É questionado ainda na obra do autor, p.173, “então bastaria dar escola a todos os brasileiros para que todo mundo falasse e escrevesse direitinho”? A resposta da tia Irene é clara e precisa quando comenta que não é tão simples, porque mesmo os falantes cultos, aquelas pessoas que têm acesso às regras padronizadas, incutidas no processo de escolarização, se mostram muito inseguras no momento de usar essas regras conservadoras. Por isso não basta ensinar a gramática normativa na escola, é preciso definir de maneira mais democrática qual deve ser a norma a ser apresentada na escola.
Ainda é importante salientar sobre a questão da interpretação e análise, onde costuma-se observar diversas e diferentes formas de visualizar  e entender determinado texto. O cruzamento sintático é comentado na p.182, onde existe a explicação do mesmo, e a descoberta de uma expressão chamada braquilogia, que significa tentativa de resumir duas idéias numa só expressão. É levado em conta que o pronome mim é um pronome tônico, quer dizer, uma palavra que soa mais nitidamente quando pronunciada, que se destaca foneticamente dentro do enunciado.

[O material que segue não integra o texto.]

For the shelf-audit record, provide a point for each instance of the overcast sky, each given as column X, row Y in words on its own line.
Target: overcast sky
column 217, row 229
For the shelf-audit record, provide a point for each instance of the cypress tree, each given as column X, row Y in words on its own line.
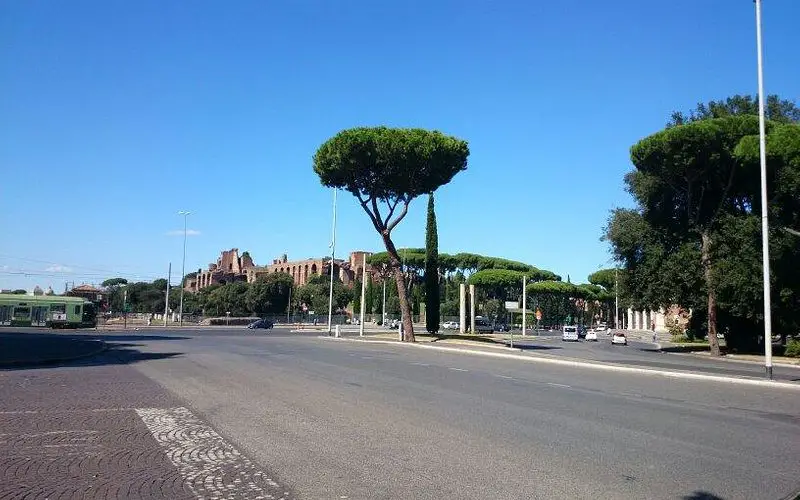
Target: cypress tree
column 431, row 271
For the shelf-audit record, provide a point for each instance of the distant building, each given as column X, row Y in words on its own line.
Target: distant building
column 229, row 268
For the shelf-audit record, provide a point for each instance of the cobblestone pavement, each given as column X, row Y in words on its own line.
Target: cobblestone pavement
column 106, row 431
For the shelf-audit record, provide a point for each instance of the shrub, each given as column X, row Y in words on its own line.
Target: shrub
column 792, row 349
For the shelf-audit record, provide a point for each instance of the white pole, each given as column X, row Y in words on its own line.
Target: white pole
column 524, row 305
column 363, row 293
column 616, row 298
column 166, row 302
column 183, row 266
column 764, row 216
column 333, row 252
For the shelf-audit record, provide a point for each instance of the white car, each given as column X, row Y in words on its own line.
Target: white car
column 619, row 338
column 569, row 333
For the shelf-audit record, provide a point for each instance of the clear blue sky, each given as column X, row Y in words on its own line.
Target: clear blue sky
column 117, row 114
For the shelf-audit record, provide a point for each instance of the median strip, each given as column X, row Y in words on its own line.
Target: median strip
column 588, row 364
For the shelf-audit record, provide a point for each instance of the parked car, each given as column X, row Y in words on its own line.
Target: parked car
column 569, row 333
column 619, row 338
column 261, row 323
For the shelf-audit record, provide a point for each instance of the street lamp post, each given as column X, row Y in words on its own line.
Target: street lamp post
column 183, row 266
column 616, row 298
column 333, row 252
column 764, row 216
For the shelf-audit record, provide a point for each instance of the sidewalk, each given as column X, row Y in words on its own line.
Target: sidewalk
column 31, row 349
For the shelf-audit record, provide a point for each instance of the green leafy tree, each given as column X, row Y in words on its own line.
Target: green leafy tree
column 269, row 294
column 389, row 167
column 431, row 270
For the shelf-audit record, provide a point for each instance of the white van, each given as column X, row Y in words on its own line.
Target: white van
column 569, row 333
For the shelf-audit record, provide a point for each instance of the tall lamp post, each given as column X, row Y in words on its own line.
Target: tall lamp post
column 764, row 216
column 333, row 252
column 183, row 266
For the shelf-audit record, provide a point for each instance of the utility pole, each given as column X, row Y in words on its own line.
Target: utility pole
column 762, row 141
column 289, row 305
column 363, row 293
column 524, row 305
column 166, row 302
column 333, row 253
column 125, row 309
column 383, row 317
column 616, row 298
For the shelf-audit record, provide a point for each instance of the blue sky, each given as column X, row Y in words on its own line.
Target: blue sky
column 118, row 114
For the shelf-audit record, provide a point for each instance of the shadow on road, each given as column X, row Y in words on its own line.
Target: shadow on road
column 535, row 347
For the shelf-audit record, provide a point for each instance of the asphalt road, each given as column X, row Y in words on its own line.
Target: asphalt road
column 340, row 419
column 645, row 355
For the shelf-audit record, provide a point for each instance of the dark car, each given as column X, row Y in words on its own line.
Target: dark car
column 261, row 323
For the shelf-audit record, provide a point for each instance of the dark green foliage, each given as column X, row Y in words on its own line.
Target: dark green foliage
column 792, row 349
column 315, row 294
column 695, row 237
column 389, row 167
column 114, row 282
column 269, row 294
column 431, row 270
column 777, row 110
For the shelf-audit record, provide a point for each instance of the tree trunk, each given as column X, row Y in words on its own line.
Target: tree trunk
column 705, row 252
column 402, row 293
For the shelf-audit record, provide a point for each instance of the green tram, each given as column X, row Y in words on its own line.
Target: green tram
column 47, row 310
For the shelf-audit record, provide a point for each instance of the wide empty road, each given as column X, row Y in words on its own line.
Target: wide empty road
column 342, row 419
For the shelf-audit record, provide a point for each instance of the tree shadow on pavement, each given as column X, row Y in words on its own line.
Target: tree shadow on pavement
column 535, row 347
column 702, row 495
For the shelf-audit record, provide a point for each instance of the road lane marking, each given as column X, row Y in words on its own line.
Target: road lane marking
column 210, row 466
column 590, row 365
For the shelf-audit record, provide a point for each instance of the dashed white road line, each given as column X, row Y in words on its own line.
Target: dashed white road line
column 210, row 466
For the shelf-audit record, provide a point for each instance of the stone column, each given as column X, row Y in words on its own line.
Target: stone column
column 472, row 308
column 661, row 321
column 462, row 308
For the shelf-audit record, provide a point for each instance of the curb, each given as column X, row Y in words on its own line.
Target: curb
column 593, row 366
column 54, row 361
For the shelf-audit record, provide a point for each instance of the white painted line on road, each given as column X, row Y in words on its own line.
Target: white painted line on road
column 592, row 366
column 209, row 465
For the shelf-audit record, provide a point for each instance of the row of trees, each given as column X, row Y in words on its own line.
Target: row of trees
column 694, row 237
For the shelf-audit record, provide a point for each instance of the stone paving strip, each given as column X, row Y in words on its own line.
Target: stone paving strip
column 211, row 467
column 105, row 431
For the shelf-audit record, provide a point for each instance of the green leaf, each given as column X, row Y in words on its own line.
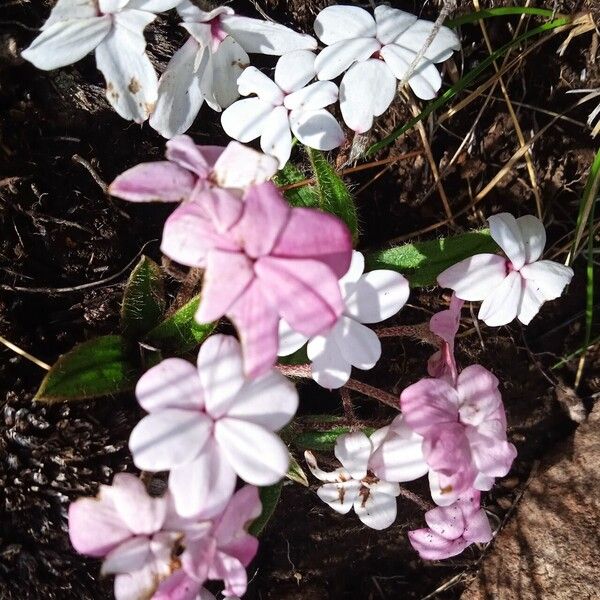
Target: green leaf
column 269, row 497
column 180, row 332
column 332, row 192
column 144, row 299
column 422, row 262
column 98, row 367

Ao usar mim, que é tônico, e não eu, átono, o falante está dando uma ênfase afetiva a seu enunciado.
Na página 187, as protagonistas do livro refletem a questão do deslocamento de para mim e o significado desse sintagma para depois avaliar se ele pode ou não vir antes do infinitivo, pois o falante não vai ficar o tempo todo, antes de produzir seus enunciados, verificando as possibilidades de deslocamento, essa análise deve ser feita pelos investigadores que se interessam em descobrir as regras de funcionamento da língua. Portanto, se o falante construir sua frase e deu certo, cumpriu sua missão num determinado enunciado, não existe razão para que não funcione novamente em outros enunciados semelhantes.
Conclui-se ao final das aulas no fundo da casa da tia Irene, que: falar diferente não é falar errado, pois tudo o que parece erro no PNP tem uma explicação lógica, científica (lingüística, histórica, sociológica, psicológica). Existem muitos aspectos considerados errados, o que na verdade, não passam de arcaísmos, vestígios da língua portuguesa falada muitos séculos atrás.
O livro A língua de Eulália, fez com que se entendessem melhor as variações lingüísticas e transmitir uma bela explicação da linda disciplina de Língua Portuguesa, onde aprendeu-se a história da norma-padrão, seu funcionamento e até um pouco de grego e latim, misturado com italiano e francês, proporcionando e adquirindo um conhecimento envolvendo a aprendizagem e a leitura.




BAGNO, Marcos. A língua de Eulália. Novela Sociolingüística. São Paulo. Contexto: 1997.